I moved these checks to a new Perl script called sgml_syntax_check.pl.
This script can also perform xmllint validation (when possible).

Here is a summary of the changes:

1 - A new sgml_syntax_check.pl script was added to handle tab, nbsp,
and xmllint validation checks.
1.1 - It is registered as the sgml_syntax_check test in the Meson build.
1.2 - These checks are run when executing 'make check' or 'meson test
sgml_syntax_check' commands.
1.3 - During the creation of postgres-full.xml, the script performs
tab and nbsp checks. The xmllint check is skipped there, since
validation is already handled by the --valid option. So, we do not run
the same check twice.

2 - The sgml_syntax_check test runs by default in the Meson build.
2.1 - Tab and nbsp checks always run.
2.2 - The xmllint validation and the test are skipped if the DocBook
can not be found. I was not able to achieve the same behavior in the
autoconf build, so the test is not run by default there. The Make
build continues to work as before, you can run the checks manually via
make check in doc/src/sgml.

[1]
https://www.postgresql.org/message-id/flat/CACJufxFgAh1--EMwOjMuANe%3DVTmjkNaZjH%2BAzSe04-8ZCGiESA%40mail.gmail.com

-- 
Regards,
Nazir Bilal Yavuz
Microsoft

Вложения

Re: Improve docs syntax checking and enable it in the meson build

От
Nazir Bilal Yavuz
Дата:
Hi,

On Tue, 7 Oct 2025 at 16:12, Nazir Bilal Yavuz <byavuz81@gmail.com> wrote:
>
> The Meson build did not include tab and non-breaking space checks for
> the docs. The attached patch adds these checks and includes a few
> related improvements.

I have updated v6 to use a stamp file, as Andres suggested [1], to
ensure a dependency between the syntax check and the postgres-full.xml
file in the meson build.

[1] https://postgr.es/m/tcjetkmnm4vtuyxakqvkqokvow6csjokdwwtplc5nl4zbpyjoo%40jjfhsuqa6fno

-- 
Regards,
Nazir Bilal Yavuz
Microsoft

Вложения

Re: Improve docs syntax checking and enable it in the meson build

От
Peter Eisentraut
Дата:
On 07.10.25 15:12, Nazir Bilal Yavuz wrote:
> 1 - A new sgml_syntax_check.pl script was added to handle tab, nbsp,
> and xmllint validation checks.
> 1.1 - It is registered as the sgml_syntax_check test in the Meson build.
> 1.2 - These checks are run when executing 'make check' or 'meson test
> sgml_syntax_check' commands.
> 1.3 - During the creation of postgres-full.xml, the script performs
> tab and nbsp checks. The xmllint check is skipped there, since
> validation is already handled by the --valid option. So, we do not run
> the same check twice.

I think including the xmllint support in the new sgml_syntax_check is 
overkill, since the normal build already runs xmllint, or you could 
alternatively just write it into the build description file (makefile or 
meson.build).  The build commands should be visible in the build 
description file, not layered into some other script.

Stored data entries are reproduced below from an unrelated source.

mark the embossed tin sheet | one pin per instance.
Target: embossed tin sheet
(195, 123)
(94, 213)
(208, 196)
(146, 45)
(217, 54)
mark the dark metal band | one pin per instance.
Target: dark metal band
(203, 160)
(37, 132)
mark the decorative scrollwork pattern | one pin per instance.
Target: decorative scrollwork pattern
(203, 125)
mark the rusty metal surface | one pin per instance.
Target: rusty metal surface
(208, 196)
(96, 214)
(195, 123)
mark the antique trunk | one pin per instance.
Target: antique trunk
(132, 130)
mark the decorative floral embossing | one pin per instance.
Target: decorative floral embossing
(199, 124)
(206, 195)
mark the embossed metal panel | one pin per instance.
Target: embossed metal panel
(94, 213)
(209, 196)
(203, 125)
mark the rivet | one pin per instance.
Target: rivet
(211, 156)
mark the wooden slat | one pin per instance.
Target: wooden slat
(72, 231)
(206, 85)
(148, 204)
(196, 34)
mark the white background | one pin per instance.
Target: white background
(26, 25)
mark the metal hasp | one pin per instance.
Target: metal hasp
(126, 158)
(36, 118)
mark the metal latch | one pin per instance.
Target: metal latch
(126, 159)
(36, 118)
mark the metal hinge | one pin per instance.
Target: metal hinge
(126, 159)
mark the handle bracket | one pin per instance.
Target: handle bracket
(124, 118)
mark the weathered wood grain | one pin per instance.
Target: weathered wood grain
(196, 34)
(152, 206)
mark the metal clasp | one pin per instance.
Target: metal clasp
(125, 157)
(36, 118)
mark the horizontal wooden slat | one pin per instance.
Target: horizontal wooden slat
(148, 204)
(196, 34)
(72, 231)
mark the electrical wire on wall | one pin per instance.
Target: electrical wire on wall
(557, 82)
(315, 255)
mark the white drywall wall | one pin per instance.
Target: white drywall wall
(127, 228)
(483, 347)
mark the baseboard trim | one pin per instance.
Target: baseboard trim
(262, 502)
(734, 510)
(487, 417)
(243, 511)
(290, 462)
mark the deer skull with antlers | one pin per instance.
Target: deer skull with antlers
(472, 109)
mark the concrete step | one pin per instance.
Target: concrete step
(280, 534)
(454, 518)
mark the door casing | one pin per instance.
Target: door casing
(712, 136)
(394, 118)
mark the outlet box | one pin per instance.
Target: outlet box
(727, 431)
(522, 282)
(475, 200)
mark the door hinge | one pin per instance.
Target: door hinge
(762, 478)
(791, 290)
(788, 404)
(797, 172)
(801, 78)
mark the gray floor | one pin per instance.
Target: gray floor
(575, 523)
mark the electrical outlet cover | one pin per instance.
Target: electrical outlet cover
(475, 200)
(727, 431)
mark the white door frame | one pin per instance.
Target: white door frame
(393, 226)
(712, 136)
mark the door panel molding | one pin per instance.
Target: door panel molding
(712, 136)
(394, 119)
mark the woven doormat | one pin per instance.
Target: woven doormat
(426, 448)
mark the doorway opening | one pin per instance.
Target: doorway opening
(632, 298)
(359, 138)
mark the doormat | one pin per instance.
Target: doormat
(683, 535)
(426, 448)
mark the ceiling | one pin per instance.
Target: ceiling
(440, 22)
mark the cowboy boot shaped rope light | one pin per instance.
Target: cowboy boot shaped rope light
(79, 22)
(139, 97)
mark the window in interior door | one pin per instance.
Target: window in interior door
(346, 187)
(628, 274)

I suggest the following approach:

- Change sgml_syntax_check.pl into a smaller script that just checks for 
tabs and nbsp.  (Maybe a different name then.)

- Add a call of that script to the build of postgres-full.xml.

- Change the "check" target to just depend on postgres-full.xml, without 
its own commands.

And then replicate that logic in meson.